The chapel of St. Mary-le-Savoy, built in 1505,— with its richly decorated roof, its ancient tombs, and the remains of its beautiful altar-piece, is well worthy of a visit. A conspicuous monument, and one of no slight merit, is that of the wife of Sir Robert Douglas, who, as her inscription informs us, died in November 1612. The effigy of the lady, however, is completely thrown into the shade by that of her husband. The knight is represented reclining on his right arm, with his left hand on his sword, while his lady, in a large hood, is represented in a kneeling posture behind him. But the most interesting monument in the Savoy Chapel is that to the memory of the pious and accomplished Anne Killigrew, whose fame as a painter and a poet has scarcely yet faded, and whose early death was so pathetically lamented by her contemporaries, both in prose and verse. Anthony Wood says of her, "that she was a Grace for beauty, and a Muse for wit;" even Horace Walpole has condescended to speak well of her talents; and Ballard observes,-"Her engaging and polite accomplishments were the least of her attainments; for she crowned all with an exemplary piety towards God, in the due observance of the duties of religion, which she began to practise in the early part of

her life." But, perhaps, Dryden's eulogy, written after her death, is the most familiar to the reader :

Art she had none, yet wanted none;
For Nature did that want supply;
So rich in treasures of her own,

She might our boasted stores defy;
Such noble vigour did her verse adorn,

That it seemed borrowed where 'twas only born.

And again,

Unmixed with foreign filth, and undefiled,

Her wit was more than man, her innocence a child.

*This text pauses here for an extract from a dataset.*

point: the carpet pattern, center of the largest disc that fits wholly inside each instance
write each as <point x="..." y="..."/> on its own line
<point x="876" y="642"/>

The career of Anne Killigrew was as brief as it was interesting. Although a maid of honour to the Duchess of York, and consequently exposed to all the temptations and allurements of the profligate Court of Charles the Second, she retained to the last her original purity and freshness of feeling, and devoted every hour which she could snatch from her duties at Court, to the observance of her religious duties and to literary pursuits. She had only attained the age of twenty-four, when she fell a victim to the small-pox, which carried her off, in 1685, at the apartments of her father, Dr. Henry Killigrew, in the cloisters of Westminster Abbey. Dr. Killigrew, it may be remarked, was the last person who held the appointment of Master of the Savoy.

Gawain Douglas, Bishop of Dunkeld, who has been styled the Chaucer of Scotland, was buried in the Savoy. He died in London of the Plague, in 1522. Here also lie interred George Wither,

the poet, who died in 1667;-Lewis de Duras, Earl of Feversham, who commanded the royal forces at the battle of Sedgmoor;-Dr. Archibald Cameron,-brother of the celebrated Lochiel,-who was executed at Tyburn, in June 1753, for his share in the Rebellion of 1745, and Richard Lander, the African traveller, who died in 1834.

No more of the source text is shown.